Vern Fisher/Monterey County Herald/AP/File
A great white shark swims in the 'Outer Bay' exhibit at the Monterey Bay Aquarium in Monterey, Calif., in 2005.

A fish census in a glass of water? DNA offers clues.

DNA researchers at the Monterey Bay Aquarium have shown they can determine the types of fish inhabiting a particular ecosystem with just a glass of water.

Researchers can now carry out a fish survey using just a glass of the water in which the fish live.

A group of researchers collected about two pint glasses of water from California's Monterey Bay Aquarium's 1.2 million-gallon open sea tank. They then analyzed the DNA in the water samples to determine what fish species were present in the tank. 

Researchers compared this DNA to primers – short bits of DNA – from earlier studies. If a match was found, then the specific type of fish could be determined, said Ryan Kelly, assistant professor of marine and environmental affairs at the University of Washington.

"Imagine that you are looking at a Velcro and how one side sticks to the other," Dr. Kelly, who was involved in the study, told the Monitor. "Primers work the same way."

The sea tank at Monterey Bay Aquarium, which is among the 10 largest aquariums in the world, was proposed because the fish that inhabit the tank are already known. In that way, researchers could compare the accuracy of their new technique by comparing what species of fish their DNA study revealed to what was already present in the tank.

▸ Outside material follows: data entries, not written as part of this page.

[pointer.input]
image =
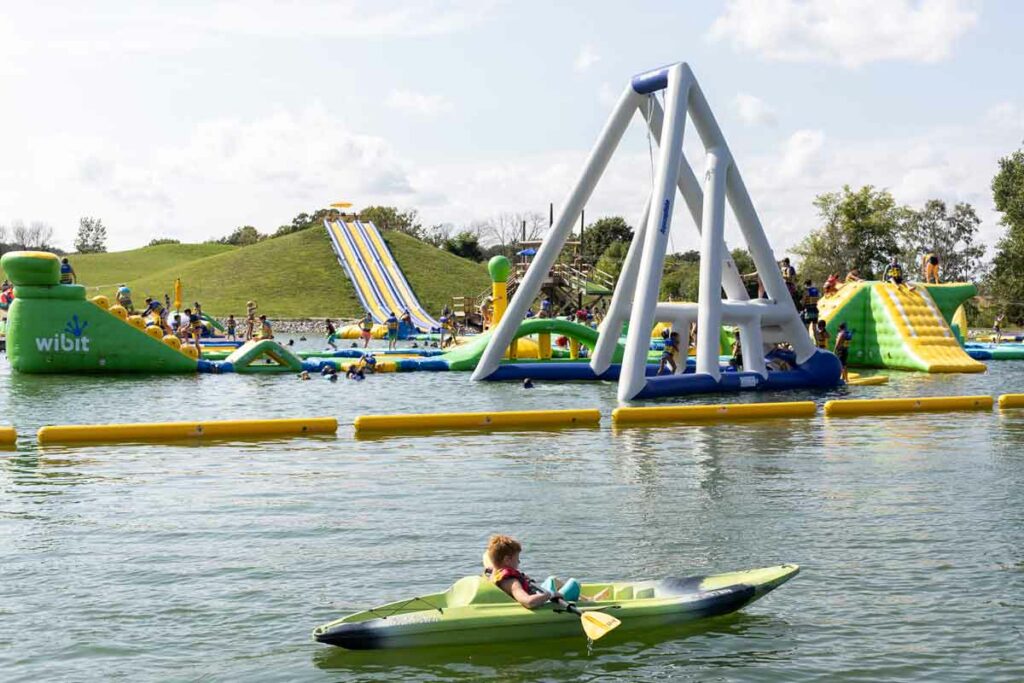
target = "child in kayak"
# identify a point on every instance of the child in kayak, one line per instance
(501, 564)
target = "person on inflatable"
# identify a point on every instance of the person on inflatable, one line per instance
(501, 565)
(68, 275)
(930, 267)
(843, 348)
(123, 297)
(810, 309)
(821, 335)
(788, 276)
(392, 331)
(332, 334)
(154, 307)
(367, 329)
(250, 319)
(670, 356)
(265, 331)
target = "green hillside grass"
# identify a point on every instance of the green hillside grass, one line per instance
(292, 276)
(113, 268)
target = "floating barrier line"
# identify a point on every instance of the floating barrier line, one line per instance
(1008, 400)
(185, 430)
(722, 413)
(897, 406)
(433, 421)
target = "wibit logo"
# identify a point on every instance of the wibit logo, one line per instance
(72, 339)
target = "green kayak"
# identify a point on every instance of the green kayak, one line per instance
(474, 611)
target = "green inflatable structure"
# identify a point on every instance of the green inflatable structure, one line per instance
(52, 328)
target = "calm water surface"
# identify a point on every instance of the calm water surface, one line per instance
(214, 562)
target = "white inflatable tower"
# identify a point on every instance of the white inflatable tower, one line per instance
(761, 322)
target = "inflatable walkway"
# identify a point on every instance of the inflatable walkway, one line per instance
(901, 328)
(379, 282)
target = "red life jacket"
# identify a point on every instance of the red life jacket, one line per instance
(501, 573)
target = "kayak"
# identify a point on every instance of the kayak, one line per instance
(474, 611)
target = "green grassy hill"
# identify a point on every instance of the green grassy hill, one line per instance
(292, 276)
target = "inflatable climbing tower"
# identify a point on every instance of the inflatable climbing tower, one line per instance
(762, 323)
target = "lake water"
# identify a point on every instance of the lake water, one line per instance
(214, 562)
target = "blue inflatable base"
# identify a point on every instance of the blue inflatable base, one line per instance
(821, 371)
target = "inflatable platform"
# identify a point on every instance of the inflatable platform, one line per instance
(901, 328)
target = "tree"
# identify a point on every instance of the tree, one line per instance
(390, 218)
(612, 258)
(304, 221)
(859, 230)
(466, 244)
(1006, 280)
(243, 237)
(36, 237)
(949, 236)
(91, 236)
(599, 236)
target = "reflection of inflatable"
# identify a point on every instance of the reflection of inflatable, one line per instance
(899, 328)
(53, 329)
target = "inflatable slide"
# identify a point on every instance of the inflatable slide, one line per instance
(379, 282)
(901, 328)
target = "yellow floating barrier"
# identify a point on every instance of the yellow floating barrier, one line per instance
(161, 431)
(721, 413)
(433, 421)
(896, 406)
(1011, 400)
(868, 381)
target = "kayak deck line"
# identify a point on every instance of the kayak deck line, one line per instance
(475, 611)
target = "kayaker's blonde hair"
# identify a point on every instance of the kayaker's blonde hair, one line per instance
(502, 547)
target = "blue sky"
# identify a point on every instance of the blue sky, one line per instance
(188, 119)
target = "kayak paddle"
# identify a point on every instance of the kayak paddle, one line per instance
(595, 624)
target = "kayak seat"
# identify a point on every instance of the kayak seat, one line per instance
(475, 591)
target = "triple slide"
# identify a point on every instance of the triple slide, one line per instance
(379, 282)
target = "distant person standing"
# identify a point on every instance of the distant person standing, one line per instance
(392, 331)
(68, 275)
(842, 349)
(250, 319)
(332, 334)
(367, 329)
(124, 298)
(810, 305)
(265, 331)
(930, 268)
(788, 276)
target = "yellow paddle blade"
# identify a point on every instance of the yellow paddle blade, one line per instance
(596, 625)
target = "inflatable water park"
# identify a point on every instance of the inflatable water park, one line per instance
(653, 426)
(54, 328)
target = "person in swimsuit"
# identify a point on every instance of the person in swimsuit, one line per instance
(332, 334)
(930, 267)
(843, 348)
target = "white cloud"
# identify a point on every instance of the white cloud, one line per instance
(586, 58)
(418, 102)
(753, 111)
(226, 173)
(846, 32)
(112, 27)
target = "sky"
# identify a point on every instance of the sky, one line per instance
(185, 120)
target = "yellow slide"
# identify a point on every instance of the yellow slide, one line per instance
(896, 327)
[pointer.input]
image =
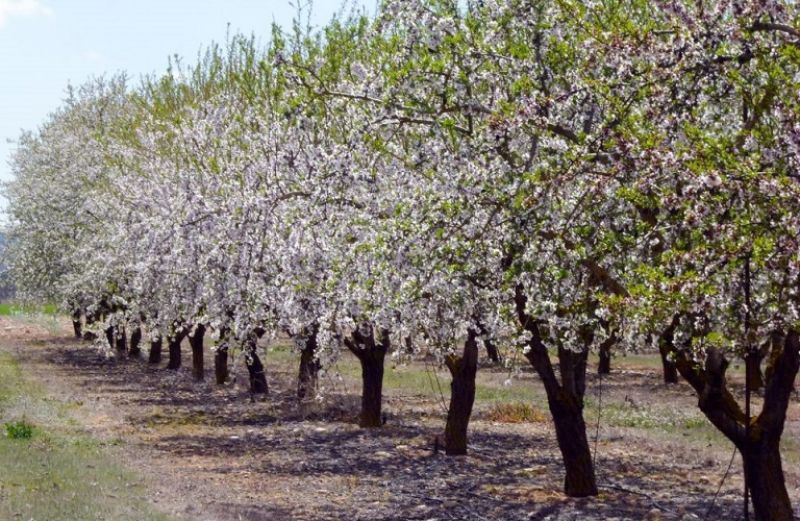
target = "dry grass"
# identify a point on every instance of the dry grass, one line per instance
(515, 412)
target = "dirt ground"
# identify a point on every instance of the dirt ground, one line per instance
(215, 453)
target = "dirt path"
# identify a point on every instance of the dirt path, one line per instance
(211, 453)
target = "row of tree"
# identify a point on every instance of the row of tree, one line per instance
(555, 177)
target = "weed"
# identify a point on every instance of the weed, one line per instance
(515, 413)
(19, 430)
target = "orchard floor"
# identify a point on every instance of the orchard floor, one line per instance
(206, 452)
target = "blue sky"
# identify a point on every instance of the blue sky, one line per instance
(46, 44)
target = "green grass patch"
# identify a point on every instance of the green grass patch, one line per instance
(50, 470)
(19, 430)
(10, 309)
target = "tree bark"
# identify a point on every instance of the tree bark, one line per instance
(76, 324)
(221, 364)
(760, 443)
(135, 350)
(122, 339)
(90, 320)
(174, 344)
(604, 367)
(371, 354)
(109, 331)
(462, 396)
(196, 341)
(155, 351)
(491, 348)
(762, 465)
(754, 372)
(665, 347)
(308, 375)
(258, 377)
(372, 390)
(565, 400)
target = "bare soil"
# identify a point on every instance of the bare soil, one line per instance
(213, 452)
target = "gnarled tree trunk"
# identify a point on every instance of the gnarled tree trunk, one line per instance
(156, 345)
(371, 354)
(308, 374)
(196, 341)
(565, 400)
(665, 343)
(174, 345)
(760, 443)
(221, 371)
(258, 377)
(462, 396)
(109, 332)
(604, 367)
(76, 323)
(135, 350)
(122, 339)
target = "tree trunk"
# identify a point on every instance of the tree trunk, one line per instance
(196, 341)
(758, 441)
(372, 389)
(462, 396)
(155, 351)
(491, 348)
(76, 324)
(491, 351)
(221, 364)
(574, 445)
(174, 342)
(90, 320)
(122, 340)
(135, 350)
(109, 331)
(371, 354)
(258, 378)
(754, 372)
(762, 466)
(665, 346)
(308, 375)
(565, 400)
(604, 367)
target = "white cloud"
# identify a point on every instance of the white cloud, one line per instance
(11, 8)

Scientists involved in the study successfully identified eight bony fishes in the tank. The technique also picked up DNA from long-dead Atlantic menhaden, fish that had been processed, transported, and added to the tank as food. Sardines and tuna made up the greatest amount of biomass, revealed the findings.  However, researchers could not identify the turtles and cartilaginous fish such as rays and sharks. Kelly said that these kinds of biases in detection are inevitable, highlighting the need to focus on the design of more primers.

"It might be unpleasant to think about when going for a swim in the ocean, but the water is a soup of cells shed by what lives there," said Kelly, who is the lead author of the paper. "Every one of those cells has DNA and if you have the right tools you can tell what species the cell came from," he added.

This process of using DNA is less expensive and could help us understand marine ecology better and quickly look at the presence of invasive and endangered species, Kelly says.

"Clearly this is an effective tool in the wild when you know what you're looking for," Kelly said in a University of Washington press release.

The findings of the study were published in the journal PLOS One.